Before we got down to work, our hosts took us on a wander through the town. To walk down the main drag of Mexico City is to witness a brawl, if not an all-out riot, of architectural styles. The Spanish colonial era lingers on – grand, crenellated monuments and cathedrals, sitting on wide Parisian-style squares and streets (built, we were informed to accommodate one dictator’s pretentions as a boulevardier).

Our hosts told us that after the Mexican revolution, many opportunities were taken to rid the city of the Spanish legacy, and build in a way that honoured the Aztec and Mayan traditions steamrollered by the coloniser. But all you can now see, dropped in everywhere, are startlingly brutal office blocks (with the occasional tiled townhouse). This doesn’t make much sense, until you are taken to a Unesco World Heritage site behind the cathedral.

Here you find the ground-level remains of the Mayan pyramids and temples that were, quite simply, knocked down and built over by the Spanish. Under every Christian church lies the rubble of Mexican indigenous culture. And in the mad, angular styles of the post-war buildings, Mexican architects have clearly been making stylistic reference.

Then our hosts point out the unrepaired cracks in walls, the strange misalignments of the streets. Mexico City was originally an island, which expanded over its surrounding water. So this massive city rests on vast underground caves, which regularly shake the place with tremors, and sometimes full earthquakes. “There is not enough concrete in the world to fill it up,” we were told. And so buildings gradually slip, and occasionally are swallowed whole.

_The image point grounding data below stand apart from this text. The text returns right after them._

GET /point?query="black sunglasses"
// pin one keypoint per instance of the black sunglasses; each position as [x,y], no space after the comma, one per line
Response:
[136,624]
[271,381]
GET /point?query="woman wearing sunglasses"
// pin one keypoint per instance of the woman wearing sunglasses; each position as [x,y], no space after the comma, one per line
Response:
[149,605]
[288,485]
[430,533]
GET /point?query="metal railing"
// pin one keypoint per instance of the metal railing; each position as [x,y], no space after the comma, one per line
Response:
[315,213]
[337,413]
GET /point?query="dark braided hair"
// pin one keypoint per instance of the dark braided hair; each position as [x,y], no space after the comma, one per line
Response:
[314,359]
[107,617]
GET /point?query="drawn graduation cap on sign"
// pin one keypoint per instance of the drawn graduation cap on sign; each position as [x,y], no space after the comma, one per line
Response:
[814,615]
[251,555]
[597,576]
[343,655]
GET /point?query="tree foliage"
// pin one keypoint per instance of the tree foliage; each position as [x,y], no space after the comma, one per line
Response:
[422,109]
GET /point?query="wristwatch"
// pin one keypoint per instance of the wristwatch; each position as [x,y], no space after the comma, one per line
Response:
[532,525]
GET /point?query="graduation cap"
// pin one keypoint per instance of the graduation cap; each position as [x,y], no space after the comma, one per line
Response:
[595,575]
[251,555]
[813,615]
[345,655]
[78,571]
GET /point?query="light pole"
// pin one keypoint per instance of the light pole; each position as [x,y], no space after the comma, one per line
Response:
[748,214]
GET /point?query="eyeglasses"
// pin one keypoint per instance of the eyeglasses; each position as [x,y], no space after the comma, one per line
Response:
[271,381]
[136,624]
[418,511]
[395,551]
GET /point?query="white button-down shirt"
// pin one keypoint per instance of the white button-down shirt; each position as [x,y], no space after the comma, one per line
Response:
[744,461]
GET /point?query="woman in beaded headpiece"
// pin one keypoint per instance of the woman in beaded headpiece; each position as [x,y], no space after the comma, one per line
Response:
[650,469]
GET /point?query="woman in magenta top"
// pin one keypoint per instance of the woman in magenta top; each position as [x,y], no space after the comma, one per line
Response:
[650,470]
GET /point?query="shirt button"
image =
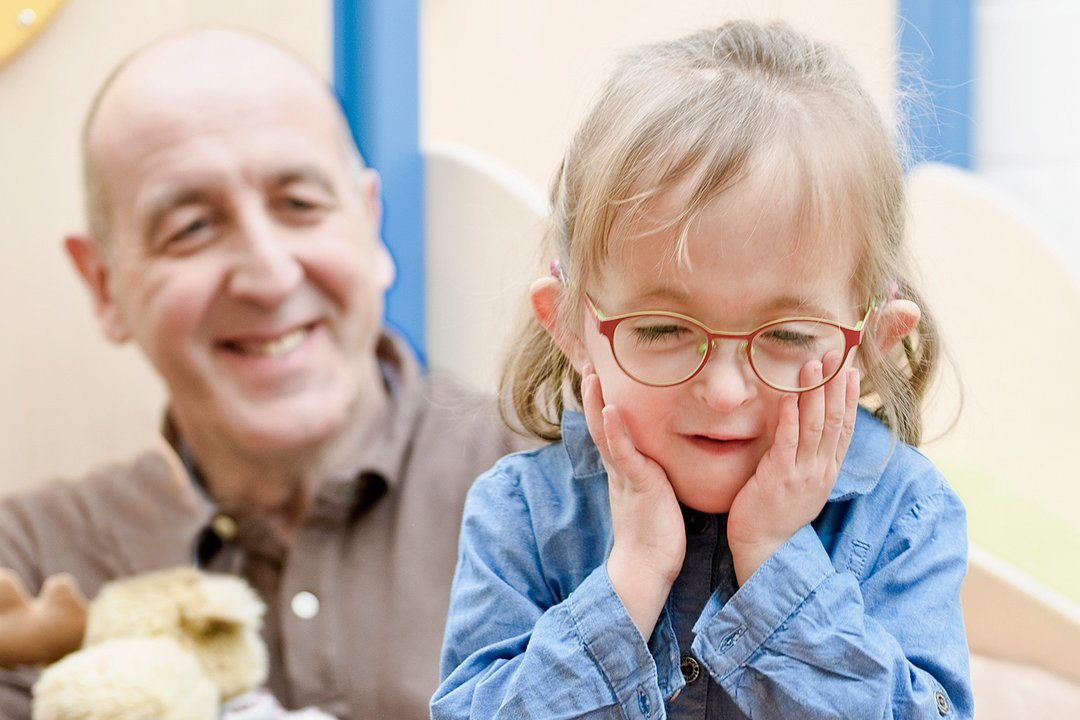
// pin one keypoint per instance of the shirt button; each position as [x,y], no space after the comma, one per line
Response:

We walked through a grand canyon of skyscrapers, which turned out to be the main newspaper district for the whole nation. “But their journalists are afraid to report the corruption or the criminal networks that pervade Mexico, otherwise they are killed,” said one of our hosts, matter-of-factly. “We have a young generation of freelance writers who make their stands, but it is a dangerous situation for them. I sometimes fear that people will just eventually accept the criminality is our reality”.

So undergrounds everywhere, of all kinds: we’re deep in metaphor city, as William McIlvanney might say. I came here with no shortage of news information about the power of the drug cartels in Mexico, the sheer difficulty of due process and proper democracy.

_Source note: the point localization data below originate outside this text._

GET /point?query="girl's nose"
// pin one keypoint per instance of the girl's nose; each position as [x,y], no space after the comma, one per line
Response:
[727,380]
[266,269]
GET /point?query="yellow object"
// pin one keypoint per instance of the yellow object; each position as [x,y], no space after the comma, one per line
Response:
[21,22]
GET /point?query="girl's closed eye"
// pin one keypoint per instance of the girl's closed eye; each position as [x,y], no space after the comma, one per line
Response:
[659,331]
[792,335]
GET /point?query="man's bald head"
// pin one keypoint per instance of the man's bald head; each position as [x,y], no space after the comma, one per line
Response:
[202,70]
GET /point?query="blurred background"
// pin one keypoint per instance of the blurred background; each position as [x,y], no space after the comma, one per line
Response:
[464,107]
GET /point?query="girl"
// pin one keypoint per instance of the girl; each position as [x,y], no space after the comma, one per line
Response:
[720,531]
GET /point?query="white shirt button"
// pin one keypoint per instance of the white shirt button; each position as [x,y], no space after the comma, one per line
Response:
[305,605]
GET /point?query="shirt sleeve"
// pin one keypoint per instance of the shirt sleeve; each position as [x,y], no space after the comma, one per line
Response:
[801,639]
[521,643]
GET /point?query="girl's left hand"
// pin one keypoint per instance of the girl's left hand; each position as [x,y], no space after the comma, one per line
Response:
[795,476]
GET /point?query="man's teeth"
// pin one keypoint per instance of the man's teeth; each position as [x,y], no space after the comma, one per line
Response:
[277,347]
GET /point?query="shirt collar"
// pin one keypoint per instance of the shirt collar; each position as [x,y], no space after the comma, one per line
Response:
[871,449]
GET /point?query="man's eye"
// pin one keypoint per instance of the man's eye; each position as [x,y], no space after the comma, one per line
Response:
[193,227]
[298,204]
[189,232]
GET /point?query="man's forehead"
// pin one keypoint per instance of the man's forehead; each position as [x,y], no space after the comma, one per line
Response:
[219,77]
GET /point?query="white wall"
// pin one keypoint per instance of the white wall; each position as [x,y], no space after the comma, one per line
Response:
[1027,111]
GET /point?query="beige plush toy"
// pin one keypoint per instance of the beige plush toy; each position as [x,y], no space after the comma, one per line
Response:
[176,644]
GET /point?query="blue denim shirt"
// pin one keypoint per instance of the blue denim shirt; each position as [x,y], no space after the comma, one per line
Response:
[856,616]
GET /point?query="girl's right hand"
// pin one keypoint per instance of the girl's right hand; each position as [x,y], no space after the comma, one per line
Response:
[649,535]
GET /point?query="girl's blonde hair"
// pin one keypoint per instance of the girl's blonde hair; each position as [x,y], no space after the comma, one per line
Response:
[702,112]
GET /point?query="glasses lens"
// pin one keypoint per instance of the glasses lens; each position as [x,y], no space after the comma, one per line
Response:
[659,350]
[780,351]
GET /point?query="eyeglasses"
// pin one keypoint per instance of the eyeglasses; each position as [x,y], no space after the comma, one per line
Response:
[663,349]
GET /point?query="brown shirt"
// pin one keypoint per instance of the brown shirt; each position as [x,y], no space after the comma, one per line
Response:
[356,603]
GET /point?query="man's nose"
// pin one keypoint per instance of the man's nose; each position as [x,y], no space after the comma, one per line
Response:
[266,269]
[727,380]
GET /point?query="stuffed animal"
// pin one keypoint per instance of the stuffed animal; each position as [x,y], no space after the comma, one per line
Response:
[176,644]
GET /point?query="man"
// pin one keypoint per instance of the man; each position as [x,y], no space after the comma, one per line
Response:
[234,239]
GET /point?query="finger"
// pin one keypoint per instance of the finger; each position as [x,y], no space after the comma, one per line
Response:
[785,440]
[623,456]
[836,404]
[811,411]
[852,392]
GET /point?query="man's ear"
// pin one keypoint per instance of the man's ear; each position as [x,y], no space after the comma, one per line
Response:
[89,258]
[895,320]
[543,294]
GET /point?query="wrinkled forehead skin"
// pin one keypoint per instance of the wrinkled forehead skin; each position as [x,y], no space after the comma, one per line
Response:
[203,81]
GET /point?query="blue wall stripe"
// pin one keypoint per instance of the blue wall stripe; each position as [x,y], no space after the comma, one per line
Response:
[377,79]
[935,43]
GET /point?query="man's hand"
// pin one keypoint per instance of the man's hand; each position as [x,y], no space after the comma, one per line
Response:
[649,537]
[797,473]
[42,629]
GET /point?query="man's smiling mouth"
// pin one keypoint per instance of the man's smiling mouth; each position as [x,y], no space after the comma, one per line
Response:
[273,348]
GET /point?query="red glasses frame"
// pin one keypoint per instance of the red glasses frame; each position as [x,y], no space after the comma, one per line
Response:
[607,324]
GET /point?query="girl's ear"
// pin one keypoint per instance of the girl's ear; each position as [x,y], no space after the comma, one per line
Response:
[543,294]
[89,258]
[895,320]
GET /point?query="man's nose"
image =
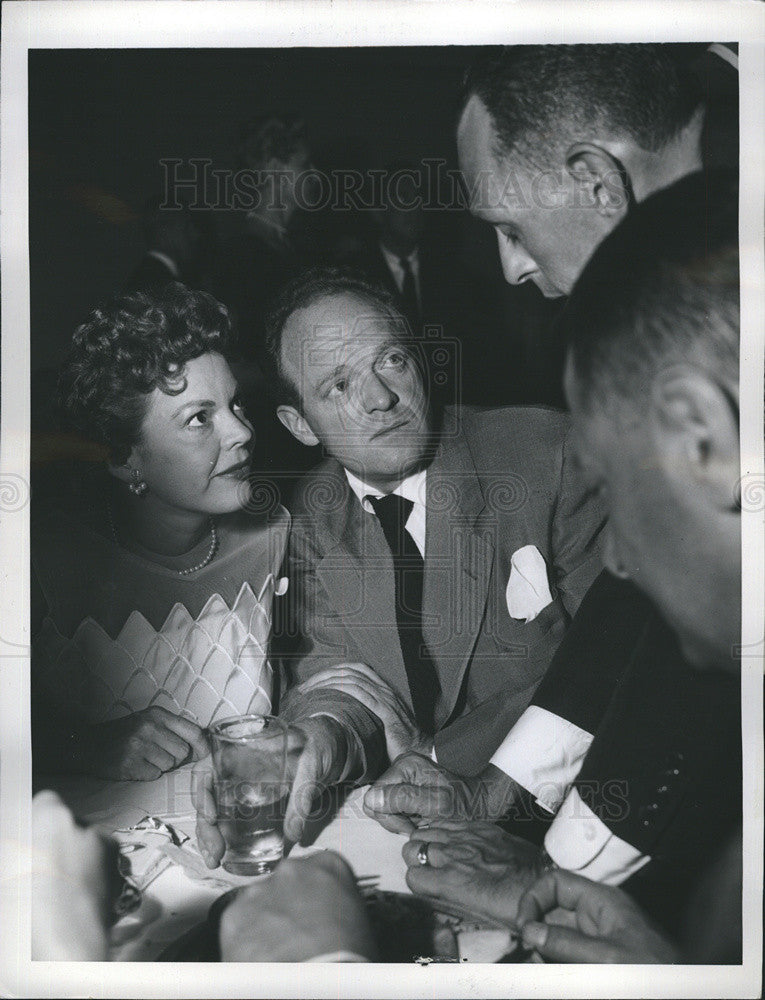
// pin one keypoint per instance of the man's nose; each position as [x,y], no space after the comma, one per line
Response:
[611,558]
[376,394]
[517,266]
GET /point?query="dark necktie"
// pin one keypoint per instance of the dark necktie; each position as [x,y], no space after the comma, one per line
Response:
[409,301]
[408,570]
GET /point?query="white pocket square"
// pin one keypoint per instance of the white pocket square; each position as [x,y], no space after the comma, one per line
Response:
[528,591]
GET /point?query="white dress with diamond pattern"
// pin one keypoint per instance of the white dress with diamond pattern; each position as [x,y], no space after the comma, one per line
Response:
[121,634]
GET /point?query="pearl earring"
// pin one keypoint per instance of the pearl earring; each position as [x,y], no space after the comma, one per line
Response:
[138,486]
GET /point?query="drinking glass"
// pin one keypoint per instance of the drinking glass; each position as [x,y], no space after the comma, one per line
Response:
[249,754]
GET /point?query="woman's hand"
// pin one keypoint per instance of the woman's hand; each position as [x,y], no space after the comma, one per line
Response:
[362,683]
[141,746]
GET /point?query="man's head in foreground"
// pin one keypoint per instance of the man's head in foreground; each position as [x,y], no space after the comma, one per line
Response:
[556,141]
[652,382]
[346,378]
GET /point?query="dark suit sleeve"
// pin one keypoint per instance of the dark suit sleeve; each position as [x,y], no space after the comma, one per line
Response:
[661,781]
[577,526]
[312,638]
[596,651]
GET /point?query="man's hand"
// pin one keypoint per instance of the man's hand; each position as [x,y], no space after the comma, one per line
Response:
[318,751]
[309,907]
[567,918]
[362,683]
[141,746]
[75,882]
[475,869]
[415,789]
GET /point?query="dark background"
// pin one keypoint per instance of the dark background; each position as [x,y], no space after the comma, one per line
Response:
[100,121]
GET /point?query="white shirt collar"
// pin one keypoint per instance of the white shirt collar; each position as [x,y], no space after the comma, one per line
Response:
[412,488]
[393,260]
[167,261]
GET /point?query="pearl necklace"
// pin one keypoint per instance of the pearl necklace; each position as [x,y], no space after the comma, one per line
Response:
[181,572]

But what Laboratoria Para La Ciudadare trying to do – and perhaps the sheer openness and massive sprawl of Mexico City allows room for this – is to generate different realities for its citizens, using small but powerful interventions in urban space.

Their projects are a tantalising mix of the fantastic and the practical. They leave strange, playful structures in public squares, inviting passers-by to use them as a thinking spot for what they want from their city. They create new apps that enable you to identify a true licensed cab from a fake one (which are responsible for many car-muggings). The lab recently helped shape policy around the introduction of Uber, the digital cab service, to the streets of Mexico City.

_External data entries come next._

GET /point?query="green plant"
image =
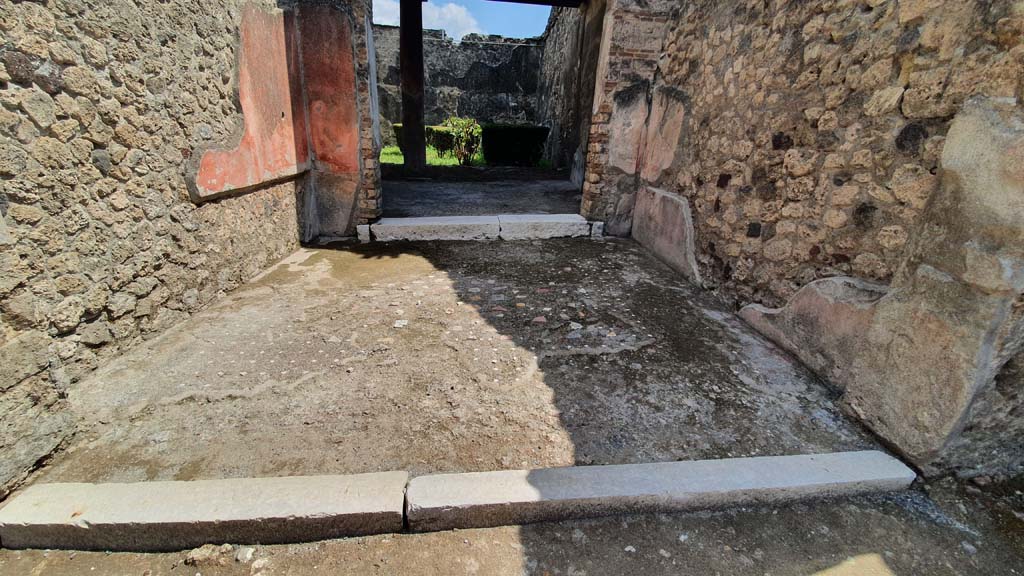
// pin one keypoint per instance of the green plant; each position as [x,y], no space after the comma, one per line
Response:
[466,135]
[441,137]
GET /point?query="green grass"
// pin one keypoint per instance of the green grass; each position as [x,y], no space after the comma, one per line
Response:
[391,155]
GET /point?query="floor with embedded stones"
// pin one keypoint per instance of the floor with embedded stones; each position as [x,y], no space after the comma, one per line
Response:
[448,357]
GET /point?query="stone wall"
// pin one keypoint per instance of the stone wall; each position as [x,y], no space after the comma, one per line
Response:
[101,107]
[489,78]
[565,97]
[632,42]
[811,131]
[933,362]
[803,141]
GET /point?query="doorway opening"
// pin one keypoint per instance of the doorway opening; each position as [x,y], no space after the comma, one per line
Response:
[526,100]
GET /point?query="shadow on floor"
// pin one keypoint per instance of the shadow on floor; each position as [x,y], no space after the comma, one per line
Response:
[462,357]
[404,199]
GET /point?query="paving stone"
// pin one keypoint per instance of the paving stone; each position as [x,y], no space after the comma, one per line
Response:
[510,497]
[169,516]
[436,228]
[537,227]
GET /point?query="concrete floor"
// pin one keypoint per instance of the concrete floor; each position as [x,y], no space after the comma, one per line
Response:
[438,198]
[948,533]
[451,357]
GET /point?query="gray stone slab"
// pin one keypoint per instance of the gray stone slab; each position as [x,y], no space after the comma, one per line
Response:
[539,227]
[436,228]
[169,516]
[510,497]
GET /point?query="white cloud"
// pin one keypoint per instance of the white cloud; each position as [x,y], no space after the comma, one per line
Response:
[454,18]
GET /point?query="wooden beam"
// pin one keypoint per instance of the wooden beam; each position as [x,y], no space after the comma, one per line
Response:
[411,66]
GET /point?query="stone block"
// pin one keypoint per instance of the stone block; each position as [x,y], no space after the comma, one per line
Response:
[662,222]
[436,228]
[510,497]
[535,227]
[170,516]
[23,357]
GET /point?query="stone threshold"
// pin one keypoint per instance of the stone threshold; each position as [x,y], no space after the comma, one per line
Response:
[504,227]
[172,516]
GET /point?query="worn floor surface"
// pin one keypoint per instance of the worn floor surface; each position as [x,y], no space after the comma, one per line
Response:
[449,357]
[482,356]
[429,198]
[905,535]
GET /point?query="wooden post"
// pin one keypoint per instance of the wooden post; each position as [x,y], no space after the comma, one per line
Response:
[411,64]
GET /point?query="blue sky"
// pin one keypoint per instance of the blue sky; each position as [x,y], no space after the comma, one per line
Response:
[459,17]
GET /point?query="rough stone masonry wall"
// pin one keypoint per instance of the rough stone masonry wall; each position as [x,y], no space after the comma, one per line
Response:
[101,105]
[565,97]
[489,78]
[812,131]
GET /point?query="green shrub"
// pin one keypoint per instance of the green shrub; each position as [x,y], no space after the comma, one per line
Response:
[441,137]
[466,135]
[514,145]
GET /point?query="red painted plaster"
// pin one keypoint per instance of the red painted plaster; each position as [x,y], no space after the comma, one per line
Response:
[273,142]
[328,62]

“We want to prove that imagination isn’t a luxury or a simple nice-to-have, but a requisite for a city that thrives,” they say.

To that end, the lab is mapping unused government properties in the city, and has a whole community of makers and activists ready to occupy them.

They win some, they lose some. It was poignant that our event was taking place in an extraordinary abandoned building, the Fronton Mexico, home to the national sport of frontenis, a kind of wall tennis.

Glaswegians who love the Tramway would have adored this place; all manner of Manchester and London hipsters would be pitching to integrate it into any city deal. However, our event was the last opening before the Fronton became – oh dear – a casino. The playful city, in its more toxic and pointless mode.

The whole of Scotland’s population could mill around within Mexico City’s official limits. My hosts’ issues are those of an exploding, youthful megalopolis, beset with long-standing (and sometimes unavoidable) structural problems. By comparison, any problems Scotland’s cities are doucely manageable.

Yet the networks of good souls, seeking to act with creativity and optimism, hum across the world. Cities are made of citizens, after all.